Nothing beside remains. Round the decay
Of that colossal Wreck, boundless and bare
The lone and level sands stretch far away.”
-Percy Bysshe Shelley, 1818

A Layout Divided

Blame Iain Rice. He taught me how to make a model railroad work in our basement.


Our basement, like so many others, is a less than ideal environment. Low ceilings, exposed pipes, uneven walls, you name it we’ve got it. But by far the biggest impediment to layout design is the need to pass through.

Turns out that the best space for a layout in our house puts it squarely between the laundry/mechanical room and the rest of the house. Therefore my design needed to make sure that home operations continued uninterrupted. It’s one thing to have to negotiate around a model railroad carrying a clothes hamper; it’s quite another to get by hauling a water heater.

Enter Iain Rice.


His book Small, Smart & Practical Track Plans features a design titled “The Linked-Up Logger”. The plan is designed for a bedroom that still needs to function as a bedroom. To overcome this challenge, Iain develops “a number of compact, discrete dioramas” (Rice, 2000, p. 73) connected by “sections of trackage that are purely functional and, in this case, easily removable” (Rice, 2000, p. 73).

Instead of a continuous track plan, The Hills Line functions as a series of interconnected vignettes. Combining them are two lift-out segments that are only in place during op sessions. The first spans the curving gap in front of the electrical panel and water meter. The second crosses the entrance to the laundry and mechanical room.


With the layout divided into three segments, it was a simple matter of dividing up the prototype into similar spaces. The northern most segment covers the Iowa River to Ralston Creek.


The second encompasses Maiden Lane to US Highway 6.


While the final and largest segment is reserved for the town of Hills, Iowa and the Stutsman Ag Products complex.


It’s how I’m able to cram 8.4 miles of railroad into a less-than-stellar space while still keeping the room usable for other functions.

Thanks to Iain Rice.

Rice, I. (2000). Small, smart & practical track plans.

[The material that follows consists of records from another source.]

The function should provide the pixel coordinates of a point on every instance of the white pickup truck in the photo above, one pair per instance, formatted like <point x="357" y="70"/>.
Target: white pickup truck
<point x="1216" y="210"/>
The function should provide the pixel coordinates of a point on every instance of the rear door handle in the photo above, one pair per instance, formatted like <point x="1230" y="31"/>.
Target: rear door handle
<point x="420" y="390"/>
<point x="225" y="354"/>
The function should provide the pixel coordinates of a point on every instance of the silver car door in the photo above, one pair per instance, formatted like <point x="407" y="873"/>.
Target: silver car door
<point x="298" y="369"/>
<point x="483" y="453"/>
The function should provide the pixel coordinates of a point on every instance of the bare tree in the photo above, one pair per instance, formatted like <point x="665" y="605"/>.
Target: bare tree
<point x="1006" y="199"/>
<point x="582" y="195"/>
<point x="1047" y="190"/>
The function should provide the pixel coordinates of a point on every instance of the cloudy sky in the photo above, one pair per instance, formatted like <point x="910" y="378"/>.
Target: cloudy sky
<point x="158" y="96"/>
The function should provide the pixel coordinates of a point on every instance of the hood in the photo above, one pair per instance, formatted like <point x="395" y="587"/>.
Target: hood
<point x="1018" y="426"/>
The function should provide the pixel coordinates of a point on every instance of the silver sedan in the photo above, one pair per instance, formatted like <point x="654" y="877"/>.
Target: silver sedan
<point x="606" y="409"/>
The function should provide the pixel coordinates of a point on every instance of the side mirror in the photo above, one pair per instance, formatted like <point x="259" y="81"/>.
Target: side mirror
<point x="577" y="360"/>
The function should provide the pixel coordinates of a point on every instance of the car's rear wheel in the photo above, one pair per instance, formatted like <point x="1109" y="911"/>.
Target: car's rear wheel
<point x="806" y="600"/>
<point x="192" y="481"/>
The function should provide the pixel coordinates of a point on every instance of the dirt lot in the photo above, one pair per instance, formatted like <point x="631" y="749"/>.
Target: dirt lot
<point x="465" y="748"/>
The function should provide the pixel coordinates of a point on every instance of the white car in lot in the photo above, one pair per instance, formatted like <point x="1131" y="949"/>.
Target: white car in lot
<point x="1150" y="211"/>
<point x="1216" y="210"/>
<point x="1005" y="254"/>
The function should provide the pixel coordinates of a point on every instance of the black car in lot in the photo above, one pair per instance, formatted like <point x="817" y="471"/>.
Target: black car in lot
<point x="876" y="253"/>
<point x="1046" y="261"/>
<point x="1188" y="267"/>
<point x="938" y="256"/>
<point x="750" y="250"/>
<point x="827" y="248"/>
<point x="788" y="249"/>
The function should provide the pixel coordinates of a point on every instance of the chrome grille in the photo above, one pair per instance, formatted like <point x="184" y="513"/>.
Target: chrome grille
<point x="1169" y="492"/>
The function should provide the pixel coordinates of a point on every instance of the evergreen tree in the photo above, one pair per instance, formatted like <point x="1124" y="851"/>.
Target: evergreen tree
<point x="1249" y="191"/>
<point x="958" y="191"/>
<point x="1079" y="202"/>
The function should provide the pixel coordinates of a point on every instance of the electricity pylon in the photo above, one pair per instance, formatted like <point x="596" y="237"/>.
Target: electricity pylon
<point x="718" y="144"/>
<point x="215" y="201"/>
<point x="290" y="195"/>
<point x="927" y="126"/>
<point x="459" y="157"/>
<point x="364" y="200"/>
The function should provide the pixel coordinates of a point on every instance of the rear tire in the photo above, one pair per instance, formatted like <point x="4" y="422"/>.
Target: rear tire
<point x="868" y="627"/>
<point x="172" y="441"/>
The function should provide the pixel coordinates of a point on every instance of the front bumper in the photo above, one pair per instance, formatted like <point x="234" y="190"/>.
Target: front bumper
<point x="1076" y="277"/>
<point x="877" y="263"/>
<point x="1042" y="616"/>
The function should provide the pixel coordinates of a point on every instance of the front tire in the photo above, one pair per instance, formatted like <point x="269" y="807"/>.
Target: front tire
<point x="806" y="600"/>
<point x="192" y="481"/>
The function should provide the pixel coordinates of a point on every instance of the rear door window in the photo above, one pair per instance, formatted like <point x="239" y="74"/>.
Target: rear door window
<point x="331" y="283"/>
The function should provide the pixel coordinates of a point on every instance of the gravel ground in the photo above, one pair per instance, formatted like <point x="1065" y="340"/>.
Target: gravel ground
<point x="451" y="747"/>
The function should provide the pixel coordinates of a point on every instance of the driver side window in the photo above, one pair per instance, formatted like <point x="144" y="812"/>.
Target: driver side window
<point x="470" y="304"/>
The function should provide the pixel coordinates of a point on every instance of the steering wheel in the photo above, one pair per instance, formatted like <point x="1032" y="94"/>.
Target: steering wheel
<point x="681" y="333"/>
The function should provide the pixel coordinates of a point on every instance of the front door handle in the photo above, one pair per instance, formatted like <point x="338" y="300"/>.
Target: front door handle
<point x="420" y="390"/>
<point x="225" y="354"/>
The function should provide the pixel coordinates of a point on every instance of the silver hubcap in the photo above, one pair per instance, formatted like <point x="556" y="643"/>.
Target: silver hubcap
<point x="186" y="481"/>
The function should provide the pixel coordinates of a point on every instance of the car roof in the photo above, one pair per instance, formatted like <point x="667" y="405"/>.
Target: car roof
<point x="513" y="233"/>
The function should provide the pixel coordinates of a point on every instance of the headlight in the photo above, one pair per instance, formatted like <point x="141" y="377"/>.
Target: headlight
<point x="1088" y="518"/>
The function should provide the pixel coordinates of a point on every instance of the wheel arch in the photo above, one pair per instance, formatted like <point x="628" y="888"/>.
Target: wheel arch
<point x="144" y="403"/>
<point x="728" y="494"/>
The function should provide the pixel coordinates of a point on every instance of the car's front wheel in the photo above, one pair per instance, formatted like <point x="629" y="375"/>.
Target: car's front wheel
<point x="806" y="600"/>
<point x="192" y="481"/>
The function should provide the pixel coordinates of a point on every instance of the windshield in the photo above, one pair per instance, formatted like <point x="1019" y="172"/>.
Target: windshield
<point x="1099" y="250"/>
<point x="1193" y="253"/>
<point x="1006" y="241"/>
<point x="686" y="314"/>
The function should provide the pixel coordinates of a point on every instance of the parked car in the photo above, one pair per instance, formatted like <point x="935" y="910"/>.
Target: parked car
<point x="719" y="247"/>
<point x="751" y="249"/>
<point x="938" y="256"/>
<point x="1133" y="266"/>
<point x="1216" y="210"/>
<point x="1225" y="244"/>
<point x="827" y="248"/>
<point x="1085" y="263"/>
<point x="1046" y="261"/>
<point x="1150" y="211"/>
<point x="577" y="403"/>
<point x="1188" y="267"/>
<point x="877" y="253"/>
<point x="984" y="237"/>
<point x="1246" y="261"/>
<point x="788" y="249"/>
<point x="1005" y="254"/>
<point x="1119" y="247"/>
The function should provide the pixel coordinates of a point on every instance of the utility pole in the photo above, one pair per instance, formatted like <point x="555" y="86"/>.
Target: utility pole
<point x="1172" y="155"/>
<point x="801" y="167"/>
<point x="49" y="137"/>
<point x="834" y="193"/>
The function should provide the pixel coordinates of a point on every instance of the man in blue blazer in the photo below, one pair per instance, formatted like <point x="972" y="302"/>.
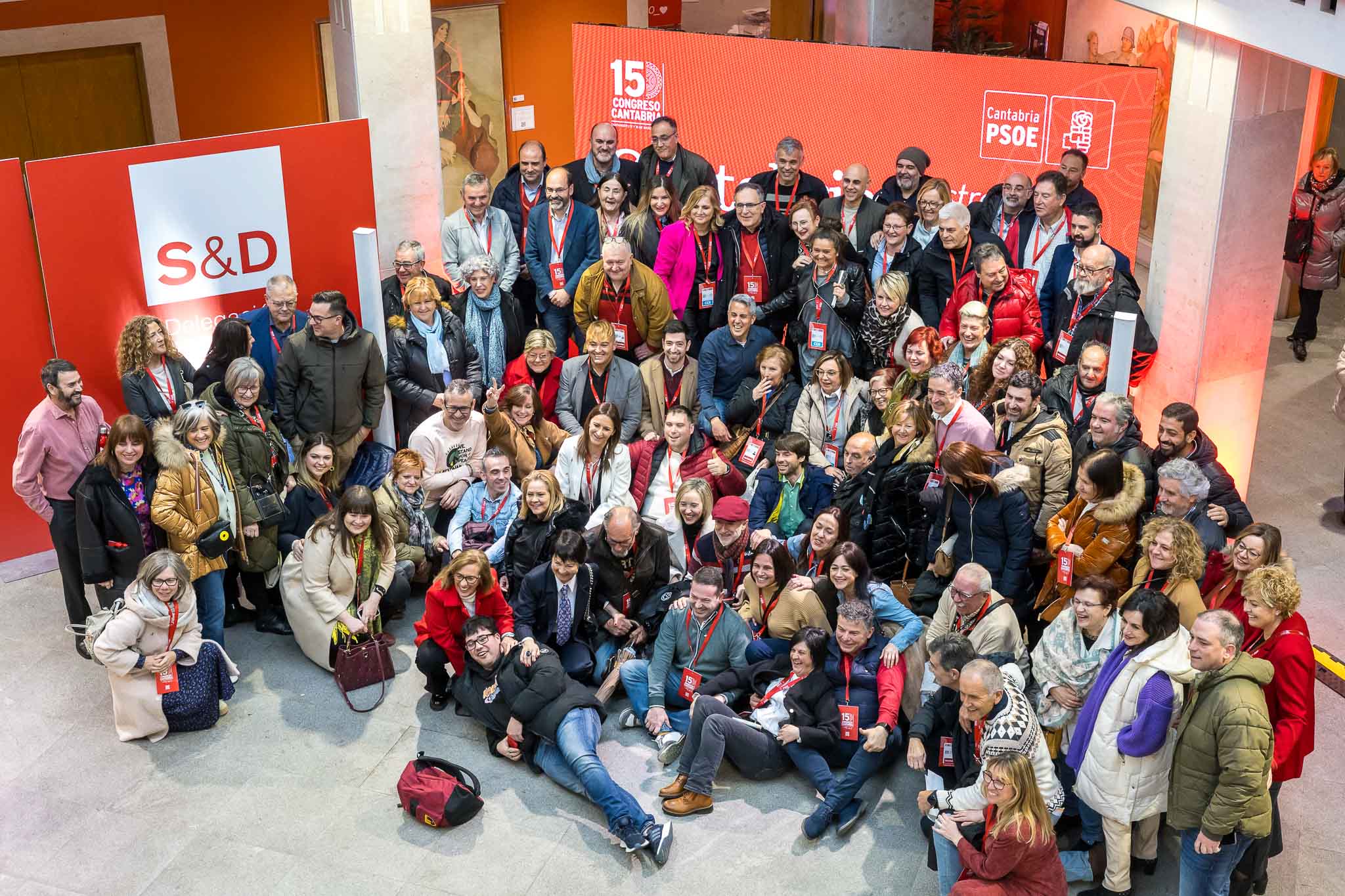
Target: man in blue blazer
<point x="1084" y="232"/>
<point x="562" y="245"/>
<point x="272" y="326"/>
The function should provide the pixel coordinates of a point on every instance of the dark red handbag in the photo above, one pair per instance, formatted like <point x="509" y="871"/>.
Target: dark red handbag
<point x="359" y="662"/>
<point x="437" y="793"/>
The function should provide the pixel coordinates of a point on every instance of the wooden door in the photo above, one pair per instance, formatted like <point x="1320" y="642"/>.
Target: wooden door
<point x="73" y="101"/>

Waukesha, WI: Kalmbach Books.


What’s in a name?

I had numerous choices when deciding on the name for this new layout.

The Cedar Rapids and Iowa City Railway (the owner of the line) officially uses CIC for its reporting marks. But everyone knows it as the CRANDIC, a simple but catchy combination of the railroad’s namesake cities. Formally, my modeled portion is the CIC Second Subdivision, which is as good a name as any for a prototype-based model railroad.

Informally, the route from Iowa City to Hills is known as the Hills Line. I would have been content in naming the layout the CIC Second Subdivision and referring to it as the CRANDIC’s Hills Line.

But this is a IAIS layout, and I’m an IAIS modeler, so their naming convention has to win out. The Iowa Interstate, who leased and operated my modeled segment from 2012 to 2016, chose to identify their newly-acquired portion as the Hills Industrial Spur.

Still, the CRANDIC’s history plays a significant role in the design and operation of both the prototype and the model. Shouldn’t I honor, or at least acknowledge that history and influence, and choose a name that works for both prototypes?

Welcome to The Hills Line. Note the capital T.